Surfaceome profiling enables isolation of cancer-specific exosomal cargo in liquid biopsies from pancreatic cancer patients

Abstract

Background: Detection of circulating tumor DNA can be limited due to their relative scarcity in circulation, particularly while patients are actively undergoing therapy. Exosomes provide a vehicle through which cancer-specific material can be enriched from the compendium of circulating non-neoplastic tissue-derived nucleic acids. We carried out a comprehensive profiling of the pancreatic ductal adenocarcinoma (PDAC) exosomal 'surfaceome' in order to identify surface proteins that will render liquid biopsies amenable to cancer-derived exosome enrichment for downstream molecular profiling.

Patients and methods: Surface exosomal proteins were profiled in 13 human PDAC and 2 non-neoplastic cell lines by liquid chromatography-mass spectrometry. A total of 173 prospectively collected blood samples from 103 PDAC patients underwent exosome isolation. Droplet digital PCR was used on 74 patients (136 total exosome samples) to determine baseline KRAS mutation call rates while patients were on therapy. PDAC-specific exosome capture was then carried out on additional 29 patients (37 samples) using an antibody cocktail directed against selected proteins, followed by droplet digital PCR analysis. Exosomal DNA in a PDAC patient resistant to therapy were profiled using a molecular barcoded, targeted sequencing panel to determine the utility of enriched nucleic acid material for comprehensive molecular analysis.

Results: Proteomic analysis of the exosome 'surfaceome' revealed multiple PDAC-specific biomarker candidates: CLDN4, EPCAM, CD151, LGALS3BP, HIST2H2BE, and HIST2H2BF. KRAS mutations in total exosomes were detected in 44.1% of patients undergoing active therapy compared with 73.0% following exosome capture using the selected biomarkers. Enrichment of exosomal cargo was amenable to molecular profiling, elucidating a putative mechanism of resistance to PARP inhibitor therapy in a patient harboring a BRCA2 mutation.

Conclusion: Exosomes provide unique opportunities in the context of liquid biopsies for enrichment of tumor-specific material in circulation. We present a comprehensive surfaceome characterization of PDAC exosomes which allows for capture and molecular profiling of tumor-derived DNA.

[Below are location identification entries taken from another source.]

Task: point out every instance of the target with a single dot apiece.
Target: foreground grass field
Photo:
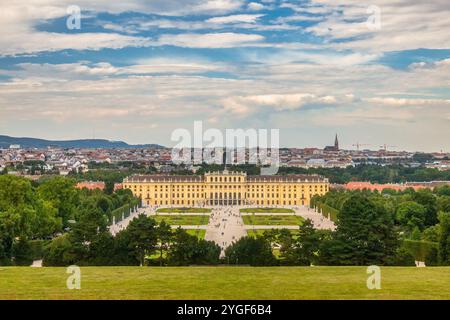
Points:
(180, 220)
(225, 283)
(273, 220)
(184, 210)
(266, 210)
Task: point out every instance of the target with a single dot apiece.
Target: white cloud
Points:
(210, 40)
(246, 18)
(255, 6)
(405, 25)
(244, 105)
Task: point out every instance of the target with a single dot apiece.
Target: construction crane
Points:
(385, 147)
(357, 145)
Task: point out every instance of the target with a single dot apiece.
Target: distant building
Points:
(226, 188)
(333, 148)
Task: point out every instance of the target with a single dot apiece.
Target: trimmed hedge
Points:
(327, 211)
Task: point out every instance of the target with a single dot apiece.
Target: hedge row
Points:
(327, 211)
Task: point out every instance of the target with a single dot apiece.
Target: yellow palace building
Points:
(226, 188)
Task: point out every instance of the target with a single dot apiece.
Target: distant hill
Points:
(6, 141)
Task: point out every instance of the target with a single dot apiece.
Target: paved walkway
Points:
(226, 225)
(121, 225)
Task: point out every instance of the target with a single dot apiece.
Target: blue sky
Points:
(137, 70)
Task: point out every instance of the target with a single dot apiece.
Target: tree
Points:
(253, 251)
(427, 199)
(365, 235)
(62, 194)
(187, 249)
(59, 252)
(142, 236)
(22, 253)
(165, 236)
(411, 215)
(444, 238)
(403, 258)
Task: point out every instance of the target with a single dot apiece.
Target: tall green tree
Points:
(142, 235)
(61, 192)
(165, 237)
(305, 248)
(252, 251)
(444, 238)
(412, 215)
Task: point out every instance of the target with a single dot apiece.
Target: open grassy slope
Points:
(225, 283)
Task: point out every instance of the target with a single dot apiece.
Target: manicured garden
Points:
(266, 210)
(260, 232)
(183, 220)
(183, 210)
(272, 220)
(221, 283)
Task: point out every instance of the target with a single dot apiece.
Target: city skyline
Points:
(136, 72)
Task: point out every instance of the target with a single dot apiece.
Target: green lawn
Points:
(273, 220)
(169, 283)
(267, 210)
(183, 220)
(199, 233)
(184, 210)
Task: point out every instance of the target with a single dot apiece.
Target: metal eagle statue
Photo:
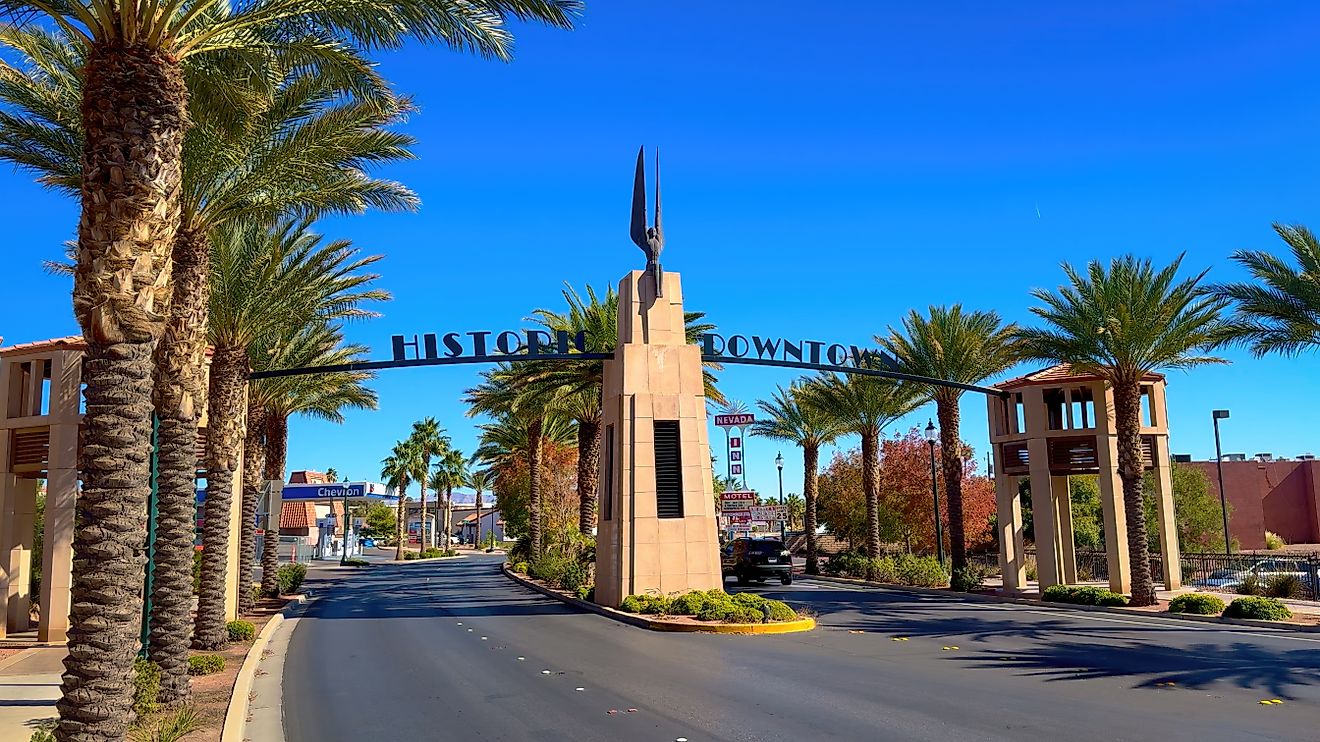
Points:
(650, 239)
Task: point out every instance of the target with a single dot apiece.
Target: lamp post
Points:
(783, 514)
(1219, 465)
(931, 433)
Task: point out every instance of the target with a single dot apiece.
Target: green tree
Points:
(429, 438)
(1122, 324)
(964, 347)
(1281, 310)
(808, 427)
(865, 405)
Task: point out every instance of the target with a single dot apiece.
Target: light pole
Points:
(1219, 464)
(935, 491)
(783, 514)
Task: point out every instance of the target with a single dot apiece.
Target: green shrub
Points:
(240, 630)
(650, 605)
(1259, 607)
(291, 577)
(1196, 604)
(205, 664)
(147, 687)
(1285, 586)
(923, 572)
(966, 578)
(1083, 596)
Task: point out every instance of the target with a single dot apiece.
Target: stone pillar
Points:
(1168, 545)
(1063, 530)
(654, 380)
(20, 503)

Keywords: exosomes; liquid biopsies; next-generation sequencing; pancreatic cancer; proteomics.

Figure 1.

Cancer-specific exosomal biomarker selection and validation. (A) Heat map representation of proteins that are expressed on the surface of pancreatic ductal adenocarcinoma exosomes that are not expressed (or expressed at very low levels) on the surface of HPNE and CAF19 exosomes. (B) Western blot validation of identified candidate biomarkers: protein expression analysis of cell lysates (left) compared with exosomes (right) of neoplastic (Pa01C, Pa03C, and Pa04C) and non-neoplastic (CAF19 and SC2) cell lines. CD63 and TSG101 are used as antibody controls for identification of exosome populations. Most selected biomarkers show enriched specificity towards being present in cancer exosomes versus normal exosomes.

Figure 2.

exoDNA KRAS mutant detection in circulation. (A) Percent of patients with detectable mutant KRAS in exoDNA among those patient samples that did and did not undergo capture enrichment. When comparing the percentages of patients with detectable KRAS in the pulldown-cohort versus the total exosome cohort, the pulldown-cohort consistently detects KRAS in a higher proportion of patients across stages. This increase in call-rate was statistically significant in resectable patients (P = 0.024) where pulldown samples were 4.11 (95% CI: 1.14–17.19) more likely to have KRAS detected. (B) KRAS mutant allele frequency (MAF) comparisons of captured exosomes versus total exosomes, there was a statistically significant difference showing increased KRAS MAFs from the captured exosomes for resectable and metastatic patients (P = 0.003 and 0.015, respectively, using one-sided Wilcoxon Rank Sum tests).

Figure 3.

(A) Clinical course of a pancreatic ductal adenocarcinoma patient who underwent prior pancreatic tumor resection, and subsequently progressed while on Parp-1 inhibitor therapy. ExoDNA enrichment led to capture of tumor derived material which was not previously detectable. (B) Relevant mutations found in the metastatic tissue and liquid biopsies 6 months (lbx_02) and 9 months (lbx_03) after tissue biopsy. Of note is the presence of a stopgain BRCA mutation (L583*) that was correlated to her prolonged response to PARP1 inhibitor therapy. (C) A subsequent mechanism of resistance was detected in the liquid biopsies and confirmed in the tissue in the form of a BRCA2 splice site variant which splices out the aberrant stopgain mutation. SLD sum of the largest dimension; exoDNA MAF represent the KRAS mutant allele fraction. ABR, abraxane (nab-paclitaxel); CIS, cisplatin; GEM, gemcitabine.